A CORONER is to examine whether there was a delay in a serving prisoner who had cancer of the tongue being given a hospital appointment.

Michael Boylan, 61, had been transferred from Forest Bank Prison in Salford to HMP Berwyn in Wrexham on September 21, 2017.

He had been given an “urgent referral” after an examination by a prison dentist who was concerned about his health, given Mr Boylan’s history of cancer.

Mr Boylan, from the Greater Manchester area, died in Nightingale House Hospice in Wrexham on May 14, 2018, having been transferred there for palliative care.
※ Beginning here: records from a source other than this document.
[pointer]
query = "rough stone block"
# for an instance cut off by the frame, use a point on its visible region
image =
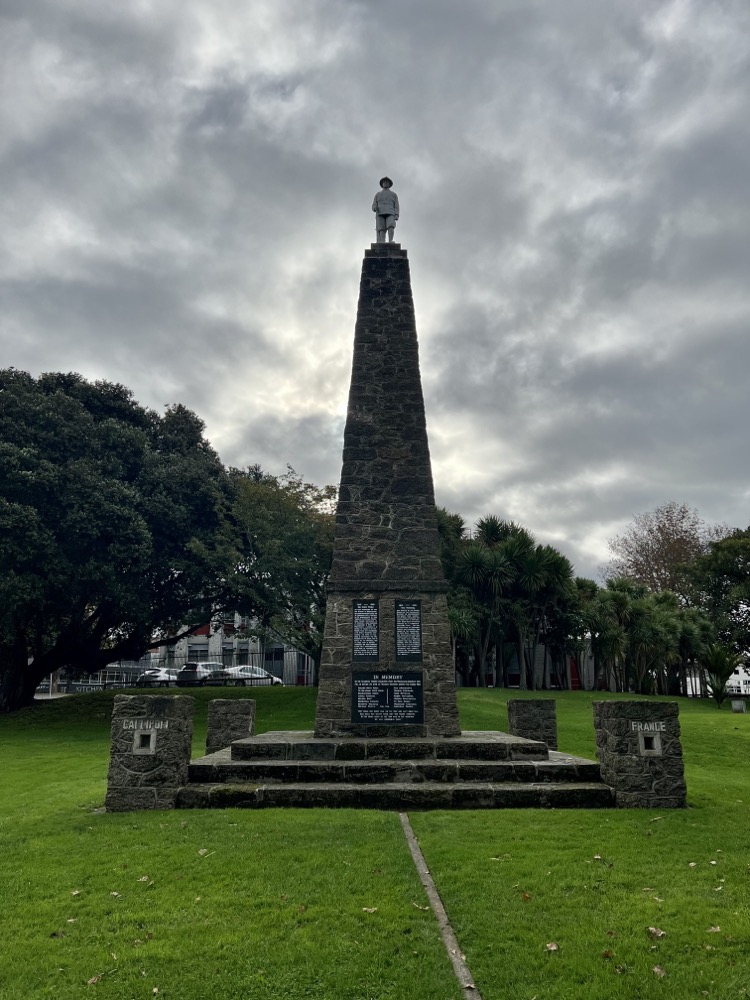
(150, 746)
(229, 720)
(534, 719)
(640, 752)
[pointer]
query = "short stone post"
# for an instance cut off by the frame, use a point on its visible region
(229, 719)
(534, 719)
(150, 749)
(639, 749)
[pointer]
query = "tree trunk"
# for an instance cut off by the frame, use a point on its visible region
(18, 679)
(521, 657)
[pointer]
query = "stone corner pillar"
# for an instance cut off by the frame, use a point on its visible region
(533, 719)
(229, 719)
(639, 749)
(150, 747)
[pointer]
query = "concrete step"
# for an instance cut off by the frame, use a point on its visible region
(302, 745)
(560, 768)
(399, 796)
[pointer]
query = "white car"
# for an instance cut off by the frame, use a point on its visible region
(162, 677)
(241, 676)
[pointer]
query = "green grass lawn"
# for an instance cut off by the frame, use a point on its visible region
(327, 904)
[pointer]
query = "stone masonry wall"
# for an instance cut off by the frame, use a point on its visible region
(150, 745)
(229, 719)
(639, 749)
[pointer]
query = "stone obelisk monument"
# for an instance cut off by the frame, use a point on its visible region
(387, 665)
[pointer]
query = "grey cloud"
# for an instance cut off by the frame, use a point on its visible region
(187, 200)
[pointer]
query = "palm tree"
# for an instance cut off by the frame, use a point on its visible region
(720, 664)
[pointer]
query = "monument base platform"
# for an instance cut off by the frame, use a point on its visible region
(479, 770)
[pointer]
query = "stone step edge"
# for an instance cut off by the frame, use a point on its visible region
(301, 745)
(219, 768)
(427, 795)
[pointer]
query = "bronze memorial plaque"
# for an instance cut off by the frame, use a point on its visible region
(409, 631)
(387, 698)
(365, 644)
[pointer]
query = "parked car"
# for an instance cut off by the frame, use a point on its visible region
(197, 674)
(247, 675)
(162, 677)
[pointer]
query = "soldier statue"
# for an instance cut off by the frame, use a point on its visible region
(385, 207)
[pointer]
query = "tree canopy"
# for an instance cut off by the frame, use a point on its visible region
(112, 527)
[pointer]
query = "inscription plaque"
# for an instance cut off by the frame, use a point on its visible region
(409, 631)
(387, 698)
(365, 634)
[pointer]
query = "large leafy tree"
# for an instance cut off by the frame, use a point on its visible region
(284, 561)
(720, 586)
(113, 533)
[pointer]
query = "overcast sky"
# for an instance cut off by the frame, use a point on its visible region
(185, 191)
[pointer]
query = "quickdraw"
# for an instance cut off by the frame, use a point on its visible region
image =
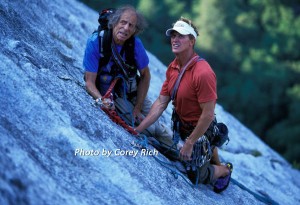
(113, 115)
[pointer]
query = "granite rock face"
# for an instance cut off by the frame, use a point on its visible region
(54, 144)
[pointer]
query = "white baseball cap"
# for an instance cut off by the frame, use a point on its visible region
(182, 28)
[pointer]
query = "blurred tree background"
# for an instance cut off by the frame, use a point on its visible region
(254, 48)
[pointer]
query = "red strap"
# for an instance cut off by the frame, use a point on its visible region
(111, 87)
(113, 114)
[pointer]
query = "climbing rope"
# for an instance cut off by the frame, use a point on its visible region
(113, 115)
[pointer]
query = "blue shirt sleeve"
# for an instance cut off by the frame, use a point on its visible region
(140, 55)
(91, 54)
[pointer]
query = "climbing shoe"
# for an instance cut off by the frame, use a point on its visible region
(222, 183)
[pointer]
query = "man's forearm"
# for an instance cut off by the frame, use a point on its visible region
(155, 112)
(142, 90)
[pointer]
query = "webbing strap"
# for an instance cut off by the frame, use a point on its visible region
(180, 76)
(113, 114)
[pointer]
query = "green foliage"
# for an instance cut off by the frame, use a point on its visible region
(252, 45)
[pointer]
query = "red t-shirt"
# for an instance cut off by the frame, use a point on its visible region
(198, 85)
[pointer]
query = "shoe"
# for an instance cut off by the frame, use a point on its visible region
(223, 182)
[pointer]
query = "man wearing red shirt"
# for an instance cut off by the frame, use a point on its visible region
(191, 85)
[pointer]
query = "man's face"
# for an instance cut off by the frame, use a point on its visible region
(180, 43)
(125, 28)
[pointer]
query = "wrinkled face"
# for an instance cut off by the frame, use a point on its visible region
(180, 43)
(125, 28)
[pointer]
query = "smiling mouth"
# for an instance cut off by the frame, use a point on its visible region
(175, 45)
(123, 34)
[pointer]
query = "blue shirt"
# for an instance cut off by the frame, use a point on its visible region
(92, 56)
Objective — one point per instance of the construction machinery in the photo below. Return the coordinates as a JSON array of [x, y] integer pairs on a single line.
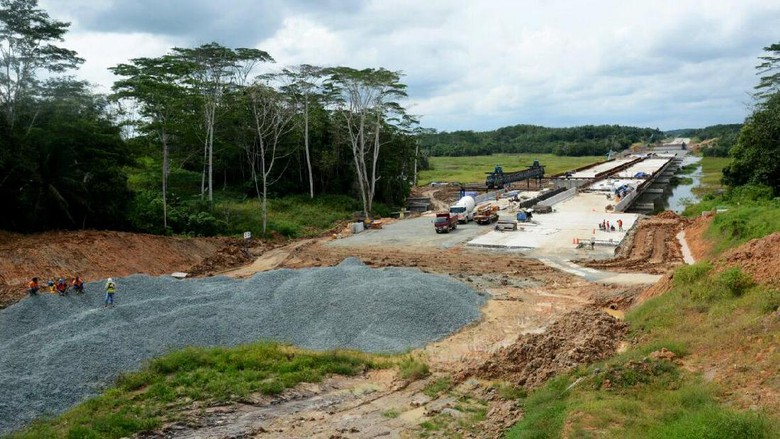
[[486, 214], [498, 178]]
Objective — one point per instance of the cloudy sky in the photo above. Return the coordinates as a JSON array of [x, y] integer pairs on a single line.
[[474, 64]]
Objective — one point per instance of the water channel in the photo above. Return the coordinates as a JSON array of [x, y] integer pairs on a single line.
[[675, 196]]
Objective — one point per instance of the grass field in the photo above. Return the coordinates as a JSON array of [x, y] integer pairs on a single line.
[[159, 393], [473, 169]]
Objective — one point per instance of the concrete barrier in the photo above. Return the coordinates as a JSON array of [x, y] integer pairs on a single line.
[[565, 195]]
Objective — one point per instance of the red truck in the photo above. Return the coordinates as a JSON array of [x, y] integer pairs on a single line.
[[445, 222]]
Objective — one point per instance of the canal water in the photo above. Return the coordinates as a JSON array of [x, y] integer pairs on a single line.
[[674, 197]]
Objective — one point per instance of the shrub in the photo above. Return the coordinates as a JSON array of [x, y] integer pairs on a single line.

Both prisons were legally represented at the pre-inquest hearing in Ruthin and Joanne Lees, assistant coroner for North Wales East and Central, said Betsi Cadwaladr University Health Board should also be considered an interested party.

Home Office pathologist Dr Brian Rodgers has given the provisional cause of death as widespread bronchial pneumonia caused by cancer of the tongue.

Mrs Lees said although more evidence needed to be gathered it should still be treated as a death from natural causes.

But solicitor Andrew Bridgman, representing Mr Boylan’s family, said that could change if systemic failures were found to have occurred.

He said: “There are clear delays in referring Mr Boylan for his appointment.”

Mrs Lees said: “He had an appointment with the maxillofacial team and I want to know why it did not take place and I understand Mr Boylan was not aware of it.”

At an earlier pre-hearing it was suggested that something had gone wrong during an earlier dose of chemotherapy but Mrs Lees said she had no evidence of that.

She said that at this stage she was not inclined to designate it as an Article 2 inquest which, under the European Convention of Human Rights, was for when the person was deemed to have died while in the care of the state.

The inquest was adjourned to a date to be fixed.